When it comes to the cognac, use something in the $30-$50 range. I’m using Cognac Park VS, which is excellent for mixing cocktails as it stands up just enough to give a brandy vibe while letting the other ingredients shine.
Quick note, I accidentally grabbed half and half instead of heavy cream at the grocery store. It still works perfectly well but will create a lighter drink in the end. Ideally, you’ll want to use heavy whipping cream for the correct texture.
What You’ll Need:
- Coupe, Nick and Nora, or cocktail glass
- Cocktail shaker
- Cocktail strainer
- Jigger
Method:
- Prechill the glass in the freezer.
- Add the cognac, creme de cacao, and cream to a shaker with a handful of ice. Affix the lid and shaker vigorously for about 15 seconds (until the shaker is ice-cold to touch).
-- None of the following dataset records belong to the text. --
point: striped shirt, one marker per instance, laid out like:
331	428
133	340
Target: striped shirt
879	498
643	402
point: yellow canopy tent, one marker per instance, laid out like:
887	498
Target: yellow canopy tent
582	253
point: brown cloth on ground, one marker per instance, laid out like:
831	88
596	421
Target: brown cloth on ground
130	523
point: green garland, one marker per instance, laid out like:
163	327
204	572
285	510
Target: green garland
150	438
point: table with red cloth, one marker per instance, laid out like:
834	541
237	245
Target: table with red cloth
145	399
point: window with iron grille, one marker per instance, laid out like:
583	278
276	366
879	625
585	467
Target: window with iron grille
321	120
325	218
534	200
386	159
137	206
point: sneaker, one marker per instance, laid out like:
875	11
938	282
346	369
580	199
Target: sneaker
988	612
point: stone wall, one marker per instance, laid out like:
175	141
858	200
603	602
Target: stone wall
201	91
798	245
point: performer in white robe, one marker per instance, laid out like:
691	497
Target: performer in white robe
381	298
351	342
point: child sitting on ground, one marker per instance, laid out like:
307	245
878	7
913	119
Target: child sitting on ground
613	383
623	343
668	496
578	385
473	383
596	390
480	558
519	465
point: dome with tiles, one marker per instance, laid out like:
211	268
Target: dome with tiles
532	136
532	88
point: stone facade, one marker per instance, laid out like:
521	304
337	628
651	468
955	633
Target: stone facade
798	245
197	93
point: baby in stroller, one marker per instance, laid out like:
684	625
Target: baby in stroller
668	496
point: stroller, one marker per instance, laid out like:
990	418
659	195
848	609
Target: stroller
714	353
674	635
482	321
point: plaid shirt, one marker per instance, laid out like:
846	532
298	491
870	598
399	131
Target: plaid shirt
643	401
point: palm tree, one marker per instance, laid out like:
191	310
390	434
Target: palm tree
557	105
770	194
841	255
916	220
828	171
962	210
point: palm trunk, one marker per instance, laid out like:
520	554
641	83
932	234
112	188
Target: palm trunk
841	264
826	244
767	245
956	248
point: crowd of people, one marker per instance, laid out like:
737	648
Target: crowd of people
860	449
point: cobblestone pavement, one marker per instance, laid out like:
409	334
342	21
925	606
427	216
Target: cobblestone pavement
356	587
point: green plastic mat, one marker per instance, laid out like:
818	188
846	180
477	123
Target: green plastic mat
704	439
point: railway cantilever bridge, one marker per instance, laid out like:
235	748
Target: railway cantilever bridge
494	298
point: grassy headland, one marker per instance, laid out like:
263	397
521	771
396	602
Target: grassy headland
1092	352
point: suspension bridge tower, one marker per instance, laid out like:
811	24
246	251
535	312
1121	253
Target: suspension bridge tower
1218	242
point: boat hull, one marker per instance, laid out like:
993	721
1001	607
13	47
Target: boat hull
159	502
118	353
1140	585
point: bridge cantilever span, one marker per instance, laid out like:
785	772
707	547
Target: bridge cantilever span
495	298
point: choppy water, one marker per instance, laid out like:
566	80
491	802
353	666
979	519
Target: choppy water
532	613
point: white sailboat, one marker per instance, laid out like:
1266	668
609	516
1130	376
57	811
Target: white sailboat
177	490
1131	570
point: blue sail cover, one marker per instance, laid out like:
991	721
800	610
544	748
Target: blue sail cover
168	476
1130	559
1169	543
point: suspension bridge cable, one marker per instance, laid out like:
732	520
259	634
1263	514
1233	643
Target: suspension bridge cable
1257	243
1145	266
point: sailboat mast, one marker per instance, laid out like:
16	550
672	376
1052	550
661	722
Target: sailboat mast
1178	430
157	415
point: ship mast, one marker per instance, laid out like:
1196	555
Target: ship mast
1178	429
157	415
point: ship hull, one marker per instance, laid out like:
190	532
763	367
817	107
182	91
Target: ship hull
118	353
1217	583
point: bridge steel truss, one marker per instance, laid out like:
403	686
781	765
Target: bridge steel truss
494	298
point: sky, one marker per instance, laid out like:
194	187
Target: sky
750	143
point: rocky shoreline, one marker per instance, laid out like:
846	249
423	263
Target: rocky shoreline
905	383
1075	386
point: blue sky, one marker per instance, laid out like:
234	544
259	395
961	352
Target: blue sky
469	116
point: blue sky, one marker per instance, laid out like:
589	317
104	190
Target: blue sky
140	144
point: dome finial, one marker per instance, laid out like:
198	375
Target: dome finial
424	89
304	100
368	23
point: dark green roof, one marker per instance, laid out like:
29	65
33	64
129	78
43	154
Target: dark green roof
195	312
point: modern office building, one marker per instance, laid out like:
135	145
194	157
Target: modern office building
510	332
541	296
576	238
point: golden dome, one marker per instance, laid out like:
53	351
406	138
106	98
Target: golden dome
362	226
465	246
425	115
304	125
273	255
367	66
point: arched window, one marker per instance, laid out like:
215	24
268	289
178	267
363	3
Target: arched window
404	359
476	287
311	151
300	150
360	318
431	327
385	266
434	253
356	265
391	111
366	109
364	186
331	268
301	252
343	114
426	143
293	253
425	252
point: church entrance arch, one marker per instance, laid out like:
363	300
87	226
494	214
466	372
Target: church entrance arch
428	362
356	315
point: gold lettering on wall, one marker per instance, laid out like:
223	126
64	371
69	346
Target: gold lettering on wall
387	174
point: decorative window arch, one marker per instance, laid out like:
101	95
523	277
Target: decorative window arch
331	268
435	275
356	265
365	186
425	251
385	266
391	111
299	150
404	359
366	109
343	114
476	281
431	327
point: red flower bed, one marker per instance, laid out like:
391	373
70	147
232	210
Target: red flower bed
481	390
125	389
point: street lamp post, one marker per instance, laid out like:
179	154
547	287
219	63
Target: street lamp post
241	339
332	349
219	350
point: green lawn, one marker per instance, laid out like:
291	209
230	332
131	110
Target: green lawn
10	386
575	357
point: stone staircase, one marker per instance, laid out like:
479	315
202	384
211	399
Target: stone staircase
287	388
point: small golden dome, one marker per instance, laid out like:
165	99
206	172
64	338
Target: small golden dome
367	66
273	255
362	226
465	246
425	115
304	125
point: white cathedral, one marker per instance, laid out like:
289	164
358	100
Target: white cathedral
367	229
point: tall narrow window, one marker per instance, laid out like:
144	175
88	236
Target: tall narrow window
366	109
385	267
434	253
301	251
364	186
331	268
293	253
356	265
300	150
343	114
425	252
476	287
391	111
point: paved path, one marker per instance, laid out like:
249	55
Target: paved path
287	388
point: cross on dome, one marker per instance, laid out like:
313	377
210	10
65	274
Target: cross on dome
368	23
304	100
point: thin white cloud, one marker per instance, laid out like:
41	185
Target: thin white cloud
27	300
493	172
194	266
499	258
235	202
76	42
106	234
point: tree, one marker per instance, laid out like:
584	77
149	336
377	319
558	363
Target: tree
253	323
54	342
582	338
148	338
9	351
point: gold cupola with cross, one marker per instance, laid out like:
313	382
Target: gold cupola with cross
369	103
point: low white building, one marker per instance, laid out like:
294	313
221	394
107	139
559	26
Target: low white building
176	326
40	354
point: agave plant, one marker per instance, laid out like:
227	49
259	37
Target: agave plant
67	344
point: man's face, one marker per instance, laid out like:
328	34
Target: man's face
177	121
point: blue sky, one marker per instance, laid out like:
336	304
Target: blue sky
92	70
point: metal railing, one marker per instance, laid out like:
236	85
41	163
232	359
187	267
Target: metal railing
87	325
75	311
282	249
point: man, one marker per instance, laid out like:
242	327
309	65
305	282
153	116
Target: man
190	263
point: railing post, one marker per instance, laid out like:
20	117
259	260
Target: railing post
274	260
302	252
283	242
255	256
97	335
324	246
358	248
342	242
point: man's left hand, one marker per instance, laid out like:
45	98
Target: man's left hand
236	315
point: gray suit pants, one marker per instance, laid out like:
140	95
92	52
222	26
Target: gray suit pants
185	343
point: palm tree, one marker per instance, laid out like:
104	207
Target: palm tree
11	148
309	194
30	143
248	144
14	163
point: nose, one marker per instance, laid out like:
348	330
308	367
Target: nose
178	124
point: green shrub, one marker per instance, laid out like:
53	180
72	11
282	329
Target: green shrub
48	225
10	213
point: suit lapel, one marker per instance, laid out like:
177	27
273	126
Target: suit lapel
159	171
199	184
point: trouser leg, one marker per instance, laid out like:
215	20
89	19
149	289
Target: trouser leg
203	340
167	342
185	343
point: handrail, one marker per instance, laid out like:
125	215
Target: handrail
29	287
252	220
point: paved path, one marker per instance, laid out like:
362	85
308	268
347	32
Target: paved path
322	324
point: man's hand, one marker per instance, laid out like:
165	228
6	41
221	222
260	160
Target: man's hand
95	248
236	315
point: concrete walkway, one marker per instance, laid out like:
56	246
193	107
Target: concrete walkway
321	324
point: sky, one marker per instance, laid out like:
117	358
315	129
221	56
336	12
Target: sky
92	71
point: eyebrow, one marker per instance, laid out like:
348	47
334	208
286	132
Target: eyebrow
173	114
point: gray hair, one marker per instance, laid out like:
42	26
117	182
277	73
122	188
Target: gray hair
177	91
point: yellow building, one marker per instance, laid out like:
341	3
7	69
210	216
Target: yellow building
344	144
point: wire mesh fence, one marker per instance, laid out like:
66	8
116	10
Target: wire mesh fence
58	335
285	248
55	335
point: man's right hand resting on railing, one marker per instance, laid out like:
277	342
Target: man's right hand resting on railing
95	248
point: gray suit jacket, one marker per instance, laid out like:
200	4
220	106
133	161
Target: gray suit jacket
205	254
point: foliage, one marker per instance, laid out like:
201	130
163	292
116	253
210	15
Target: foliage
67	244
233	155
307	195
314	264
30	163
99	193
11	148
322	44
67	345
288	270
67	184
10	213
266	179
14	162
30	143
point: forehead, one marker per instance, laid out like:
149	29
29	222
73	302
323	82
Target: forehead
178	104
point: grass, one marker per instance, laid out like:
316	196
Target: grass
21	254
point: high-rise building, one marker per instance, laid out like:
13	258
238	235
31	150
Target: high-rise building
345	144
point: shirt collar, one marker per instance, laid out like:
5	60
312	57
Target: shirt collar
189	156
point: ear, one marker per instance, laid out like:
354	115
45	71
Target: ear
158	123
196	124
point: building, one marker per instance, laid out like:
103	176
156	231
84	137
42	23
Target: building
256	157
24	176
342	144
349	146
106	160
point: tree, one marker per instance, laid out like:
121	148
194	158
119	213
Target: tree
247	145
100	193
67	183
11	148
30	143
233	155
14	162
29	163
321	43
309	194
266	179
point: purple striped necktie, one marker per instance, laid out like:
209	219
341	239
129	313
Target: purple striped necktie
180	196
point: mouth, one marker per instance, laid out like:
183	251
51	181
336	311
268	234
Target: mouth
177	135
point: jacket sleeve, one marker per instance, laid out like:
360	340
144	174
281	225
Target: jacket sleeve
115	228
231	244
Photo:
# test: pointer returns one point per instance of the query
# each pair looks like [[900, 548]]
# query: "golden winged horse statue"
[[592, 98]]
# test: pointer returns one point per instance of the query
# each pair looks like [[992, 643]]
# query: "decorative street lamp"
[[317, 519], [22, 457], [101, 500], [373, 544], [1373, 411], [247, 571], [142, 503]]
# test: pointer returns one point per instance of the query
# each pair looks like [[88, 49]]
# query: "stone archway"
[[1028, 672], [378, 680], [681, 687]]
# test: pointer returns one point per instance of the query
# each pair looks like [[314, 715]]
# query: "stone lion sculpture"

- Strain the cocktail into the prechilled glass. Garnish with freshly ground nutmeg. Serve.
Bottom Line on the Brandy Alexander
This is just delicious, especially if you have a sweet tooth. The vanilla and cacao shine the brightest in the drink like a liquid slice of moist chocolate cake covered in vanilla icing with a dash of nutmeg adding that tiny little bite the drink needs.
The creaminess on my drink was dialed back since I ended up using half and half instead of heavy cream. I do drink enough of these to tell you that heavy cream makes this an incredibly soft and lush cocktail with a deeply sweet vanilla-chocolate vibe that just hits right this time of year. That all said, this was a lighter version that still packed a great flavor punch and for the first time — ever, I think — I can see how John Lennon and Harry Nilsson got drunk on these so often.
It’s hard not to want another one immediately after finishing this one.